It's not much of a "trick", but this works for 4-char strings. Obviously it gets uglier for longer strings, but the idea is the same.

这不是什么“技巧”，但这适用于 4 个字符的字符串。显然，更长的字符串会变得更丑，但想法是一样的。

char array[] = new char[4];
for (char c0 = 'a'; c0 <= 'z'; c0++) {
  array[0] = c0;
  for (char c1 = 'a'; c1 <= 'z'; c1++) {
    array[1] = c1;
    for (char c2 = 'a'; c2 <= 'z'; c2++) {
      array[2] = c2;
      for (char c3 = 'a'; c3 <= 'z'; c3++) {
        array[3] = c3;
        String s = new String(array);
        System.out.println(s);
      }
    }
  }
}

I would create a character array and increment the characters individually. Strings are immutable in Java, so each change would create a new spot on the heap resulting in memory growing and growing.

我会创建一个字符数组并单独增加字符。字符串在 Java 中是不可变的，因此每次更改都会在堆上创建一个新位置，从而导致内存越来越大。

With a character array, you shouldn't have that problem...

使用字符数组，你不应该有这个问题......

Have an array of byte that contain ascii values, and have loop that increments the far right digit while doing carry overs.

有一个包含 ascii 值的字节数组，并有一个循环，在执行结转时增加最右边的数字。

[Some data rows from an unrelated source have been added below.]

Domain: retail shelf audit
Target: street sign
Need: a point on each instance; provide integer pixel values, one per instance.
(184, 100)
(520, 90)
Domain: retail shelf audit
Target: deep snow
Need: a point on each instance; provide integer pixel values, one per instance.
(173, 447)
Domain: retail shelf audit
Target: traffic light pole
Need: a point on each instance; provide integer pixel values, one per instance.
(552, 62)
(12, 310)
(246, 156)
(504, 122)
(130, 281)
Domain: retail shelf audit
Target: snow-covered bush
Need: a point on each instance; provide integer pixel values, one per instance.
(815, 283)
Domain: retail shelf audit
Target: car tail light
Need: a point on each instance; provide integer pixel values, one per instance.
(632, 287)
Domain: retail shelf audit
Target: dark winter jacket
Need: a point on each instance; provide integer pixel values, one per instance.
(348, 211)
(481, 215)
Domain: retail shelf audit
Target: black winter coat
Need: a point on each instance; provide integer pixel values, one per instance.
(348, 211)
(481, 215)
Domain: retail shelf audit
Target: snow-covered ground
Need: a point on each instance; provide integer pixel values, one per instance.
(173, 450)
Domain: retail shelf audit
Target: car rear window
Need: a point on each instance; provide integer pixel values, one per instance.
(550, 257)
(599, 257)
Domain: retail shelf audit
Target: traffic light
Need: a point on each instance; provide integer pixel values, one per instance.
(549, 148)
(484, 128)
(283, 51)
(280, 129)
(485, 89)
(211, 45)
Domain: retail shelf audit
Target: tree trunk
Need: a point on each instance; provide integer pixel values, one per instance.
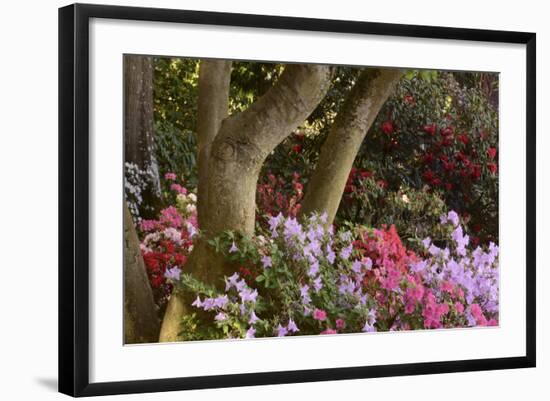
(237, 154)
(141, 323)
(359, 111)
(213, 102)
(138, 129)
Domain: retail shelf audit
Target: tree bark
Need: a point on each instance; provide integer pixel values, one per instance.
(359, 111)
(141, 322)
(236, 156)
(213, 104)
(139, 140)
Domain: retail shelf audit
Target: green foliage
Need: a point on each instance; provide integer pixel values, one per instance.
(415, 213)
(454, 159)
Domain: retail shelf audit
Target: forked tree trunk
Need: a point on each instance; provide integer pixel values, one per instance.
(358, 112)
(141, 322)
(213, 105)
(139, 140)
(236, 157)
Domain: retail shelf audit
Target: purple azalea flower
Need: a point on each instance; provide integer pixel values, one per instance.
(304, 293)
(346, 252)
(291, 326)
(281, 331)
(317, 284)
(220, 316)
(253, 318)
(231, 281)
(248, 295)
(208, 304)
(239, 285)
(356, 266)
(331, 256)
(191, 230)
(367, 262)
(345, 236)
(221, 301)
(251, 332)
(173, 274)
(197, 303)
(266, 261)
(274, 221)
(453, 217)
(313, 268)
(426, 242)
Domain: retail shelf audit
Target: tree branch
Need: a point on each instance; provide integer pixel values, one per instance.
(359, 111)
(213, 101)
(247, 138)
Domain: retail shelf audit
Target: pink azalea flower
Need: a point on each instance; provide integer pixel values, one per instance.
(320, 315)
(170, 176)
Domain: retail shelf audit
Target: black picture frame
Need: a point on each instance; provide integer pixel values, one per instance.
(74, 198)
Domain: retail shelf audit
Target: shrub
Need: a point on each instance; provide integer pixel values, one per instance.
(307, 279)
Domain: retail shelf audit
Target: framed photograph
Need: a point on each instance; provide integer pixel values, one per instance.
(250, 199)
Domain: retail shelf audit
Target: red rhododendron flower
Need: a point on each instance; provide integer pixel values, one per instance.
(387, 127)
(429, 129)
(446, 132)
(476, 172)
(464, 139)
(428, 158)
(428, 175)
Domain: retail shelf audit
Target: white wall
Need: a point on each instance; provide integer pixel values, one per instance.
(28, 200)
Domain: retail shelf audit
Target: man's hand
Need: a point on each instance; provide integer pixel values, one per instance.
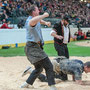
(48, 24)
(79, 82)
(59, 37)
(45, 14)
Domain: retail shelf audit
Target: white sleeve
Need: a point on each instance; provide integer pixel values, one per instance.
(52, 32)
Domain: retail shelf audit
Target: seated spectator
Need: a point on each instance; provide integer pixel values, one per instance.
(88, 34)
(85, 37)
(5, 25)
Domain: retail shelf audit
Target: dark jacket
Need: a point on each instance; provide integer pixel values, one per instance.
(58, 27)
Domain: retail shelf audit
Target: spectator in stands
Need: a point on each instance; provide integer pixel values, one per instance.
(84, 34)
(88, 34)
(5, 25)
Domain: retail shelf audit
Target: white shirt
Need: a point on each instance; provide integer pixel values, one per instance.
(66, 34)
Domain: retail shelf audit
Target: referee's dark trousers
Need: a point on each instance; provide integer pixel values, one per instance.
(46, 64)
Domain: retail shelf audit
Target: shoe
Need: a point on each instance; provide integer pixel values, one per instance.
(26, 71)
(53, 87)
(24, 85)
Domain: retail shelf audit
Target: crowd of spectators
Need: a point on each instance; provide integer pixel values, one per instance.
(78, 12)
(80, 35)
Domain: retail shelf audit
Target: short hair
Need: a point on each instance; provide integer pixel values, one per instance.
(31, 9)
(87, 64)
(66, 18)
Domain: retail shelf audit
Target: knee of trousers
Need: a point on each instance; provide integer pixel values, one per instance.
(39, 70)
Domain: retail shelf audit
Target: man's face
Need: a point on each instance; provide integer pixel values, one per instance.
(36, 12)
(65, 23)
(87, 69)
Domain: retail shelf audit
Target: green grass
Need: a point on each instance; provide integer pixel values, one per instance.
(74, 50)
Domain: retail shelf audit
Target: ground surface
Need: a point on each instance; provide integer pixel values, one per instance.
(11, 69)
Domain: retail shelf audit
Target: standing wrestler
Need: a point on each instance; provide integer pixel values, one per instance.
(61, 34)
(34, 52)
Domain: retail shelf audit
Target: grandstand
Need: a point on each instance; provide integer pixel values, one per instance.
(77, 10)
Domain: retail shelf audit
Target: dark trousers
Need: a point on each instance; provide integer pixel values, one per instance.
(46, 64)
(43, 78)
(62, 50)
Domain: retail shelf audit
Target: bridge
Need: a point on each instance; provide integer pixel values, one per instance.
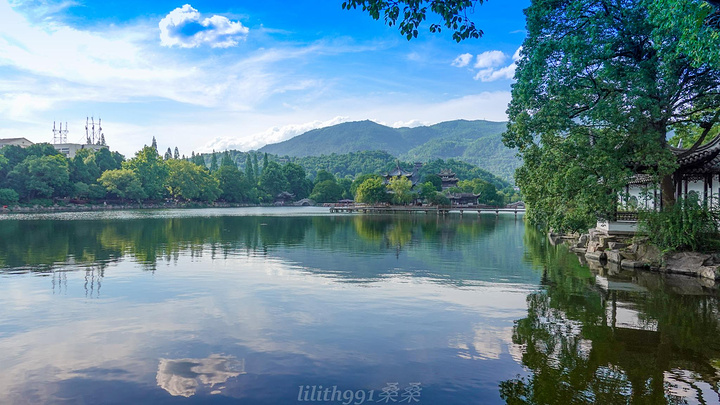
(437, 210)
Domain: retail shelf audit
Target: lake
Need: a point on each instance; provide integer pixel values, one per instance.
(294, 305)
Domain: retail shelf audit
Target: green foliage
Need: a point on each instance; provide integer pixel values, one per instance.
(188, 181)
(696, 38)
(233, 183)
(324, 176)
(687, 225)
(583, 64)
(249, 171)
(297, 180)
(359, 180)
(400, 187)
(439, 199)
(409, 15)
(372, 191)
(8, 196)
(151, 170)
(433, 179)
(272, 179)
(326, 191)
(41, 177)
(427, 191)
(123, 183)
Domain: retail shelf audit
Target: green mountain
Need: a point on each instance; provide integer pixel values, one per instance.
(476, 142)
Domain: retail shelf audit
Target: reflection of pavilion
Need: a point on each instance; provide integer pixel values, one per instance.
(183, 377)
(654, 362)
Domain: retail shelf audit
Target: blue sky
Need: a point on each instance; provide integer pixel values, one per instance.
(239, 74)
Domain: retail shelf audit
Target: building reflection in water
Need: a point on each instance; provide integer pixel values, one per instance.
(184, 377)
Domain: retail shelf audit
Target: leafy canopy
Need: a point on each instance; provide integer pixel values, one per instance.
(411, 14)
(599, 86)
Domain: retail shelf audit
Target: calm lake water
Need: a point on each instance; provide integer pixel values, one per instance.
(280, 306)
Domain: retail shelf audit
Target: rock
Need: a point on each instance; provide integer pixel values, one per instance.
(632, 264)
(613, 256)
(595, 255)
(595, 247)
(605, 239)
(649, 254)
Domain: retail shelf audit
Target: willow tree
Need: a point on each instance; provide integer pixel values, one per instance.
(599, 87)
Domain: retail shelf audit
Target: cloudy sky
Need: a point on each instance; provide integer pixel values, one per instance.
(239, 74)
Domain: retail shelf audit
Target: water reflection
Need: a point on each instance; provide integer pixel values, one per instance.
(183, 377)
(604, 335)
(357, 248)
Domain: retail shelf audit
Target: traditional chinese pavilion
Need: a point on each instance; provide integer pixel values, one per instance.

Then create the string using

然后使用创建字符串

public String(byte[] bytes, String charsetName)

Make sure you pass in the charset as US-ASCII or UTF-8 to be unambiguous.

确保将字符集作为 US-ASCII 或 UTF-8 传递，以确保无歧义。

You're basically implementing a Base 26 number systemwith leading "zeroes" ("a").

您基本上是在实现带有前导“零”（“a”）的Base 26 数字系统。

You do it the same way you convert a int to a base-2 or base-10 String, but instead of using 2 or 10, you use 26 and instead of '0' as your base, you use 'a'.

这样做的方法与将 int 转换为 base-2 或 base-10 字符串的方式相同，但不是使用 2 或 10，而是使用 26，而不是使用 '0' 作为基数，而是使用 'a'。

In Java you can easily use this:

在 Java 中，您可以轻松地使用它：

public static String base26(int num) {
  if (num < 0) {
    throw new IllegalArgumentException("Only positive numbers are supported");
  }
  StringBuilder s = new StringBuilder("aaaaaaa");
  for (int pos = 6; pos >= 0 && num > 0 ; pos--) {
    char digit = (char) ('a' + num % 26);
    s.setCharAt(pos, digit);
    num = num / 26;
  }
  return s.toString();
}

The basic idea then is to not store the String, but just some counter (int an int or a long, depending on your requirements) and to convert it to the String as needed. This way you can easily increase/decrease/modify your counter without having to parse and re-create the String.

基本思想是不存储字符串，而只存储一些计数器（int 或 int，具体取决于您的要求）并根据需要将其转换为字符串。通过这种方式，您可以轻松地增加/减少/修改您的计数器，而无需解析和重新创建字符串。

Increment the last character, and if it reaches Z, reset it to A and move to the previous characters. Repeat until you find a character that's not Z. Because Strings are immutable, I suggest using an array of characters instead to avoid allocating lots and lots of new objects.

增加最后一个字符，如果到达 Z，则将其重置为 A 并移动到前一个字符。重复直到找到不是 Z 的字符。因为字符串是不可变的，所以我建议使用字符数组来避免分配大量新对象。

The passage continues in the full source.